Mais les paradoxes ne s'arrêtent pas là... Les auteurs exposent le concept utopique de l'homo medicus, sur lequel est fondée la prévention. Né avec les débuts de la lutte contre le cancer, l'homo medicus est « l'auxiliaire médical idéal », capable de scruter son corps et de se soumettre sans sourciller aux injonctions préventives. Cet idéal serait endormi, et l'éducation pour la santé tenterait de le réveiller, de « restaurer notre capacité à prendre notre santé en main ». La médicalisation des « conduites à risque », transformées en maladies chroniques, pose l'individu comme un sujet agi et non comme un acteur, comme un « malade de la volonté » et non comme un citoyen libre. Or, les « conduites à risque » peuvent avoir des motivations fonctionnelles (fumer pour gérer le stress), ou tout simplement la recherche du plaisir.
L'ouvrage déplore donc l'absence de compréhension des phénomènes menant aux « conduites à risque », et prône une meilleure connaissance des comportements humains. Le contexte social, l'ancrage culturel ne sont pas à négliger car ils influencent les motivations précitées, la réception du discours préventif par le public, l'éventuel déni du risque et, partant, l'impact des campagnes de prévention.

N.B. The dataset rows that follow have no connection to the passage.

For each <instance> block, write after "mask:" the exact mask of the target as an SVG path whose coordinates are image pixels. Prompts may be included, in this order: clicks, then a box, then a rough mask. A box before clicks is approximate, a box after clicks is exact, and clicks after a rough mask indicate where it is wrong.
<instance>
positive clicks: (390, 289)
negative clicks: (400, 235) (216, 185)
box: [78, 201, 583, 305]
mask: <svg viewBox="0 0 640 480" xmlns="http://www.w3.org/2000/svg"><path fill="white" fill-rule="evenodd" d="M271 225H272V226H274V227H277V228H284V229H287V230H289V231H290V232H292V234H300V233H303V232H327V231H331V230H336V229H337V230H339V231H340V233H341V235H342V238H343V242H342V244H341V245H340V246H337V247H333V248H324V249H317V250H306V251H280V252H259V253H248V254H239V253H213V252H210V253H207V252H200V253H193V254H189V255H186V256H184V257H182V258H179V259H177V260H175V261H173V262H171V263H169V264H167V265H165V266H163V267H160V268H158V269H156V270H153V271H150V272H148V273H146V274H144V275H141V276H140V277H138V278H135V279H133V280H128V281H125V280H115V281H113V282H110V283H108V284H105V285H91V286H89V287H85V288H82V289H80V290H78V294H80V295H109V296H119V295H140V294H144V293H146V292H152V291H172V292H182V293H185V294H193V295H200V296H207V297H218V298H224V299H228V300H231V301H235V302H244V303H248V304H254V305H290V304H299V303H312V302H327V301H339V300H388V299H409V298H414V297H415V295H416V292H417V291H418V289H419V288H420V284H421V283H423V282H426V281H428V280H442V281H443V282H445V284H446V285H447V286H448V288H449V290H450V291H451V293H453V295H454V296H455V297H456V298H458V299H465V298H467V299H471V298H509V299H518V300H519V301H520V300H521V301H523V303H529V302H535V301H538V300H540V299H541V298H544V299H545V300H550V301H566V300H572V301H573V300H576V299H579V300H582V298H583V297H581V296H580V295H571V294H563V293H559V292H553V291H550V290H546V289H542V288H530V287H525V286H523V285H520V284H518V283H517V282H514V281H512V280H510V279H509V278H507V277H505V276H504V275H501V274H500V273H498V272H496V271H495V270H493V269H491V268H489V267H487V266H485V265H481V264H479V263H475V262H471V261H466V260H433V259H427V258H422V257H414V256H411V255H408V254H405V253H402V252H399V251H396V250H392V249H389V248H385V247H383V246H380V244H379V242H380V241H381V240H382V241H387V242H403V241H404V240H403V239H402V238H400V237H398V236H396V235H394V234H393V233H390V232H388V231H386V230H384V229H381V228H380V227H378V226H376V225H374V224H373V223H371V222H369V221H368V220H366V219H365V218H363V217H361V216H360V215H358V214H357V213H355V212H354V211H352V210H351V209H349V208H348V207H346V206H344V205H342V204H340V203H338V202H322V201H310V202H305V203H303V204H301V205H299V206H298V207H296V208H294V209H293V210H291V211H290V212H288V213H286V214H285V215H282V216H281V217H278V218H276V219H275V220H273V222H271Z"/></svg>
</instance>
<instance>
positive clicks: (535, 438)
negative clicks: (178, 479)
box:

La prévention : un concept à réinventer ?

Les auteurs proposent quelques pistes pour réinventer la prévention, avec deux idées majeures. D'une part, la prévention doit se doter d'une éthique explicite et participative, afin de restaurer la confiance de la population par la transparence et la concertation, mais aussi de démocratiser la prévention. D'autre part, elle doit se professionnaliser, ce qui implique de pallier le déficit de formation en éducation à la santé et de « démédicaliser » cette dernière. Les auteurs concluent sur la nécessité d'une évaluation, indispensable - quoique difficile.
Concis et accessible, ce livre est une invitation à remettre en question les politiques publiques en matière de prévention : comment mieux utiliser les deniers publics ? Comment rendre l'éducation à la santé plus efficace ? Voilà un beau défi à relever...


L'ouvrage

Le principe de prévention. Le culte de la santé et ses dérives
Patrick Peretti-Watel, Jean-Paul Moatti
Seuil, novembre 2009, collection La République des idées.